Bu makaleyi 2003 yılında Nick Bostrom yayınladı. Geçtiğimiz birkaç on yıl teknolojide önemli ilerlemelere sahne oldu. İnsanlığın geleceği nükleer savaş, iklim değişikliği ve hatta yapay zeka alanındaki atılımların yarattığı riskler nedeniyle tehlike altında. İnsanlık sonrası bir aşamaya evrilmeleri halinde torunlarımızın ata simülasyonları yapmak isteyip istemeyecekleri sorusu açık kalmaya devam ediyor.

Bostrom, her üç iddiaya da aynı ağırlığı vermemiz gerektiğini savunuyor.
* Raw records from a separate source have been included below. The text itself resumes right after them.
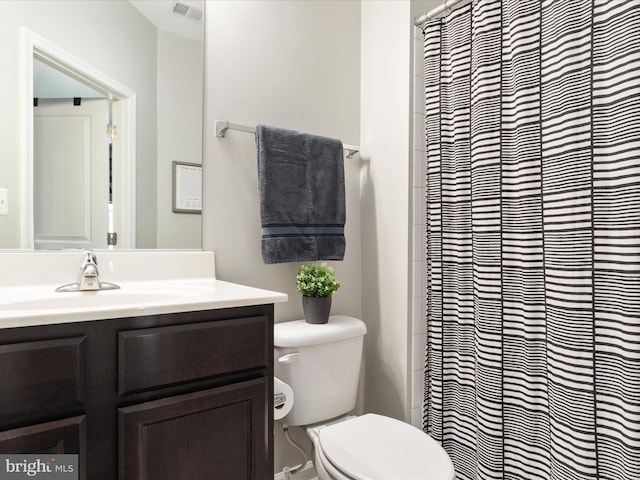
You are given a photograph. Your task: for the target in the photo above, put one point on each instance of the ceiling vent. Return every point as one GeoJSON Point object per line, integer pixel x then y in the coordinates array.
{"type": "Point", "coordinates": [186, 11]}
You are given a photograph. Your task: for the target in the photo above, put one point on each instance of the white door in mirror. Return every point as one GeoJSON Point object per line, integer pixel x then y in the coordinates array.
{"type": "Point", "coordinates": [4, 201]}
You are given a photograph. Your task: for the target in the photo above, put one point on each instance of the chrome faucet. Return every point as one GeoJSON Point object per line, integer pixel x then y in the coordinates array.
{"type": "Point", "coordinates": [88, 277]}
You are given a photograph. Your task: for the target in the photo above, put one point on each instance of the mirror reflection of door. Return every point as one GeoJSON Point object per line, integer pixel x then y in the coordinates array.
{"type": "Point", "coordinates": [71, 173]}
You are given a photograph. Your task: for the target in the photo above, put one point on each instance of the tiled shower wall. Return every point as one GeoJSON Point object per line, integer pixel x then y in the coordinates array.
{"type": "Point", "coordinates": [417, 311]}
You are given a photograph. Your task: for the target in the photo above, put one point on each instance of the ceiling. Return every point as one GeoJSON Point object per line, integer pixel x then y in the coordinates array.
{"type": "Point", "coordinates": [182, 17]}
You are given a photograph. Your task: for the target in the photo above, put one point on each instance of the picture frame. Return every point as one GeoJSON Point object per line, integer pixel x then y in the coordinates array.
{"type": "Point", "coordinates": [187, 187]}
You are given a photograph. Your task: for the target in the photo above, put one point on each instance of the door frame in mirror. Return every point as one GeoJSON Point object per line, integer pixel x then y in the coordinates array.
{"type": "Point", "coordinates": [124, 166]}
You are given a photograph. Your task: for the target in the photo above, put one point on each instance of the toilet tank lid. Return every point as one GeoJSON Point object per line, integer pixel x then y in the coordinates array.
{"type": "Point", "coordinates": [299, 333]}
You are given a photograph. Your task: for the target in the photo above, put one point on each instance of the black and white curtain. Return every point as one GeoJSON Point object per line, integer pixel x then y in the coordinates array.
{"type": "Point", "coordinates": [533, 239]}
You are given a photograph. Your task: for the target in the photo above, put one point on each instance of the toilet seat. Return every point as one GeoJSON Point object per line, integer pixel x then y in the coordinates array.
{"type": "Point", "coordinates": [374, 447]}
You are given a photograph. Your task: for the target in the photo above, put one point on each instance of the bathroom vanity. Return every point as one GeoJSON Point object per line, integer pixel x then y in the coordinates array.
{"type": "Point", "coordinates": [177, 389]}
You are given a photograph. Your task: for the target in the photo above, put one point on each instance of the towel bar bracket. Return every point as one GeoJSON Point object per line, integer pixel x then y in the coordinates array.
{"type": "Point", "coordinates": [222, 126]}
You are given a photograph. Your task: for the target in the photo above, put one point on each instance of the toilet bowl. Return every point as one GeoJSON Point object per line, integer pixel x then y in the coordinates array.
{"type": "Point", "coordinates": [321, 365]}
{"type": "Point", "coordinates": [376, 447]}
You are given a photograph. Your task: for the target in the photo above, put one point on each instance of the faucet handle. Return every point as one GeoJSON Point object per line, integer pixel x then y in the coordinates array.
{"type": "Point", "coordinates": [89, 258]}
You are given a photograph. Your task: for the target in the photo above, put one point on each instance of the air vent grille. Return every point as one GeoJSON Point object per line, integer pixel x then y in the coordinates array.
{"type": "Point", "coordinates": [189, 12]}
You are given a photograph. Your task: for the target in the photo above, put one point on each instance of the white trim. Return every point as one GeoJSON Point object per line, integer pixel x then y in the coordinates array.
{"type": "Point", "coordinates": [306, 473]}
{"type": "Point", "coordinates": [35, 46]}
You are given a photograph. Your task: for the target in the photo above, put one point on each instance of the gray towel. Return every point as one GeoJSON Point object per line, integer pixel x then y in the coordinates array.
{"type": "Point", "coordinates": [302, 203]}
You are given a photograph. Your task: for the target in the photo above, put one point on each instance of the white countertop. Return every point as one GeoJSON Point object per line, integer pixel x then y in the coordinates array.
{"type": "Point", "coordinates": [43, 306]}
{"type": "Point", "coordinates": [150, 284]}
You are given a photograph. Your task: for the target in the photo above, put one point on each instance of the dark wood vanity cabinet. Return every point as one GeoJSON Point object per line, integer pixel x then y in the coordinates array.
{"type": "Point", "coordinates": [175, 396]}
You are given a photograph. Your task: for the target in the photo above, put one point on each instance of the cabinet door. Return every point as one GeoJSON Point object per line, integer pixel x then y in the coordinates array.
{"type": "Point", "coordinates": [213, 434]}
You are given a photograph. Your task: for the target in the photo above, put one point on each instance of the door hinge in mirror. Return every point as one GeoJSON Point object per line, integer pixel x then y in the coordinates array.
{"type": "Point", "coordinates": [112, 131]}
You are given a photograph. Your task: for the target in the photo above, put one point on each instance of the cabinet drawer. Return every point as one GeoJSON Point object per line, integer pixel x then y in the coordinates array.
{"type": "Point", "coordinates": [60, 436]}
{"type": "Point", "coordinates": [42, 376]}
{"type": "Point", "coordinates": [158, 357]}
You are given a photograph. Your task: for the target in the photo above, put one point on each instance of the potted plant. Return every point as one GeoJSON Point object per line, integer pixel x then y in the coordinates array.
{"type": "Point", "coordinates": [317, 284]}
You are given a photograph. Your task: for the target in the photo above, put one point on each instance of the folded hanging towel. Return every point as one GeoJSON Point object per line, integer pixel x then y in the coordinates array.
{"type": "Point", "coordinates": [302, 201]}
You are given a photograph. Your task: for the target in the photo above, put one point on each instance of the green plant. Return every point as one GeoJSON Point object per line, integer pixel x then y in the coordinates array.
{"type": "Point", "coordinates": [315, 280]}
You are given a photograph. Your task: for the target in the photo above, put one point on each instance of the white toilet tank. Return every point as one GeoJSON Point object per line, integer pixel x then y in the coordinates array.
{"type": "Point", "coordinates": [321, 364]}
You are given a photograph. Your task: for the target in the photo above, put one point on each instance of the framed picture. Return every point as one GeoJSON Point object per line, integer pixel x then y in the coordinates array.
{"type": "Point", "coordinates": [187, 187]}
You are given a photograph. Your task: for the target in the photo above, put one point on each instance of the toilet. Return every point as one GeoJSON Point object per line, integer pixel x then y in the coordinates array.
{"type": "Point", "coordinates": [321, 364]}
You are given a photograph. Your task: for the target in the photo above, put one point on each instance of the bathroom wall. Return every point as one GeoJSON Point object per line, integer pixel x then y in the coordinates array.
{"type": "Point", "coordinates": [294, 65]}
{"type": "Point", "coordinates": [386, 137]}
{"type": "Point", "coordinates": [180, 83]}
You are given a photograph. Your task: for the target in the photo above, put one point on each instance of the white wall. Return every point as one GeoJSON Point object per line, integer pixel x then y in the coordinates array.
{"type": "Point", "coordinates": [289, 64]}
{"type": "Point", "coordinates": [99, 41]}
{"type": "Point", "coordinates": [180, 70]}
{"type": "Point", "coordinates": [386, 138]}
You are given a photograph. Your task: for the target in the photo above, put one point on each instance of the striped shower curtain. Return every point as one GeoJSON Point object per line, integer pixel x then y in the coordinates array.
{"type": "Point", "coordinates": [533, 238]}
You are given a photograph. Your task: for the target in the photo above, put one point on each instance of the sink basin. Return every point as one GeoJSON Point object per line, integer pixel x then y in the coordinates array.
{"type": "Point", "coordinates": [131, 296]}
{"type": "Point", "coordinates": [38, 305]}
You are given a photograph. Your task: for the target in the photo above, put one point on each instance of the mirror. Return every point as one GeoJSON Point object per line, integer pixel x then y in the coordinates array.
{"type": "Point", "coordinates": [145, 61]}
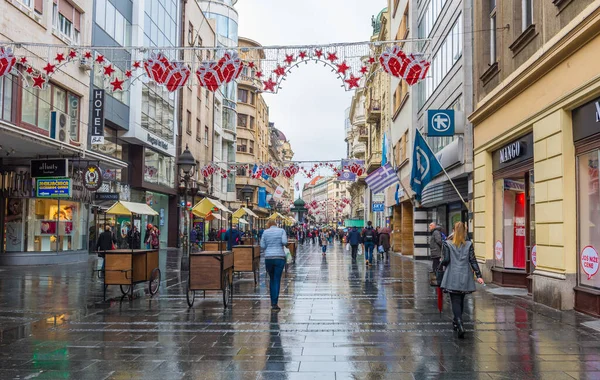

Son olarak, "Halihazırda bir simülasyonda yaşamadığımız sürece, torunlarımız kesinlikle hiçbir zaman bir ata simülasyonu gerçekleştirmeyecektir" diyor (Bostrom, 2003). Bostrom'un hesaplamalarına göre, insanların The Sims'in devasa bir versiyonundaki masum oyunculardan başka bir şey olmaları son derece olanaksızdır.


Kaynaklar:

  • Bostrom, N. "Are You Living in a Computer Simulation?" Philosophical Quarterly, vol. 53, no. 211, Blackwell Publishing, 2016, pp. 243–55.